I trudge through the darkness that is
merely a shadow. Above me, the canopy that hides me from the light is a thin
lattice of reports on audience responses to live events. Yet the canopy is not
natural: those reports that seem the thinnest, based on the least rigorous
scholarship and little or vague data, cast the deeper shadows. And in the darkness, looming, a figure
that I can barely make out and yet retains a fearsome aspect.
My conversations with Lucifer are a matter
of concern both to the preacher and the psychotherapist, and still, I recognise
him from the mellifluous tone of his voice. He urges me to accept that theatre,
all art, is merely cultural capital. It’s a product, the same as washing powder
and purchased with the same criteria: value for money, efficiency of effect,
reputation of the brand. The quality I supposedly seek is merely a reflection
of my own vanity, an untoward emphasis on efficiency that is, at once, an
attempt to make spiritual the material (a play may be ephemeral, but it is, above
all, physical and temporal) and an act of my disturbed social conscience.

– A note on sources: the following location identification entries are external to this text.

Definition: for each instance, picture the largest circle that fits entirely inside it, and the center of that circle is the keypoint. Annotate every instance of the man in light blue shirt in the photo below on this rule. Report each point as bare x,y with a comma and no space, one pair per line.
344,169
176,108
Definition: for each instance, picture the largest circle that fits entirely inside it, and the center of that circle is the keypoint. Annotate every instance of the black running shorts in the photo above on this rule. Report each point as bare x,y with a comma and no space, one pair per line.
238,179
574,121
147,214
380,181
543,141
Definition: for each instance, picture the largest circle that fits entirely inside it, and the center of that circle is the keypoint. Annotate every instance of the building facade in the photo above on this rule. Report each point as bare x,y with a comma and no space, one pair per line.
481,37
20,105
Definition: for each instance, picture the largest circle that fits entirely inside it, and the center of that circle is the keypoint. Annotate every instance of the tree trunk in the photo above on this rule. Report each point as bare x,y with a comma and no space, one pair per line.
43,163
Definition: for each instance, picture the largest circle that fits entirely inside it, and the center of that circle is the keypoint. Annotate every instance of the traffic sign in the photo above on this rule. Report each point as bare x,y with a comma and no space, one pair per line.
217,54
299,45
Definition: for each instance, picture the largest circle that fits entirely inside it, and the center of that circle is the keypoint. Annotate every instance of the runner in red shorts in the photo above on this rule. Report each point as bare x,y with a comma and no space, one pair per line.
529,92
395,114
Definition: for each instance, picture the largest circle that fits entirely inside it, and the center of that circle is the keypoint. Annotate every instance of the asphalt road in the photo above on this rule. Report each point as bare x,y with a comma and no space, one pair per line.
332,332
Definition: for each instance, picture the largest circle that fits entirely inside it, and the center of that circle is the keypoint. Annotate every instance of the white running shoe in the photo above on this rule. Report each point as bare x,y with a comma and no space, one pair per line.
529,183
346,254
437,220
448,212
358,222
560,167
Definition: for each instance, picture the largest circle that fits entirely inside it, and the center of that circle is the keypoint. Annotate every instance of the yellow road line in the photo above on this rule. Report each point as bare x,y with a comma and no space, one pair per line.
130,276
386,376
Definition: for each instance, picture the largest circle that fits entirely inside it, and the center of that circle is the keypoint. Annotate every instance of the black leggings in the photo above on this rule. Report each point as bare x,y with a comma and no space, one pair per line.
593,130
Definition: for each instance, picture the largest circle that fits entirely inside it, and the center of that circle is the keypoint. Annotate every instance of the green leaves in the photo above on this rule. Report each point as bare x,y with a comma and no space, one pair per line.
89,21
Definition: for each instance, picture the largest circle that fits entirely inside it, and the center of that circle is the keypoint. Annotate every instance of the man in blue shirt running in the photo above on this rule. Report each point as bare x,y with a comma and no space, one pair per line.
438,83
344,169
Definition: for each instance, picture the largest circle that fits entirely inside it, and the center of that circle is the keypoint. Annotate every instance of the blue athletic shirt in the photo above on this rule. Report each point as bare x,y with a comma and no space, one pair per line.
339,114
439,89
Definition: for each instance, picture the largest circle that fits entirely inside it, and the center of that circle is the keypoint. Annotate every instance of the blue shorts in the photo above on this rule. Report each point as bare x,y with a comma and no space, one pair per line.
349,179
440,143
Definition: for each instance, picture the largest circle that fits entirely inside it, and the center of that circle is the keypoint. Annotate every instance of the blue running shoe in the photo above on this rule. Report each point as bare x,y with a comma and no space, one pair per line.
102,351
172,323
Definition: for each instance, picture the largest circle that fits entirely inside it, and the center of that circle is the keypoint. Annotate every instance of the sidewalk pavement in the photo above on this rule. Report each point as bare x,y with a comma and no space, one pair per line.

‘In seeking to make theatre some kind of
exalted species of experience, you only occupy its existence, make it another
tool in your relentless quest to aggrandise yourself,’ he sneers. ‘Critic, you
want the arts to be holy, in order to bask in its glory, like a provincial
priest pretending to holiness through his post rather than his actions.’
I don’t know why Lucifer still bothers with
me: he already has the arts administration in his lair. What appears to be a
sensitive attempt to involve the audience in the analysis of art – to define
quality as being defined by the audience and not a panel of elevated experts –
is quickly revealed as a cynical exercise in marketing. The language of
consumerism stinks out the discussions of audience reception of performance.
‘You are a pocket of resistance – an
elitist. Remember how Tony Blair would attack ‘conservative forces’ that
believed they knew better than the common man or woman. That’s you, Vile.
Former Latin teacher, cod-intellectual.’
The attack is always swift, always emerges
from the darkness and retreats back into the warmth of the night. I make
tentative statements about why I follow theatre – they usually involve a
recollection of Iona Kewney’s solo, and the majesty of the intense, emotional
experience.
Lucifer sneers and points out that in
requesting art to be so divine, so authentic, I am begging it to have qualities
that my life lacks. I am buying into a myth of artistic behaviour to support my
intellectual superiority.
“And so reduce it to cultural capital. You
already fit in one of the demographics.’
Attempts to qualify art through audience
response are sophisticated. Here, a paper reduces it to a simple formula –
KRAC. The audience wants Knowledge, to escape Risk, to experience Authenticity
and Collective engagement. The quality of the play depends on its ability to
offer all four.
There is no indefinable quintessence that
makes for good.
There is no value to art that offers
genuine transformation – if such art even exists.
There is only product, assessed by weight
like the packet of old fashion sweets I buy on cheerless mornings to help me
past the bus journey into the office.
My job as a critic is merely to help set up
the shop window. My job is to give Knowledge, to reduce Risk.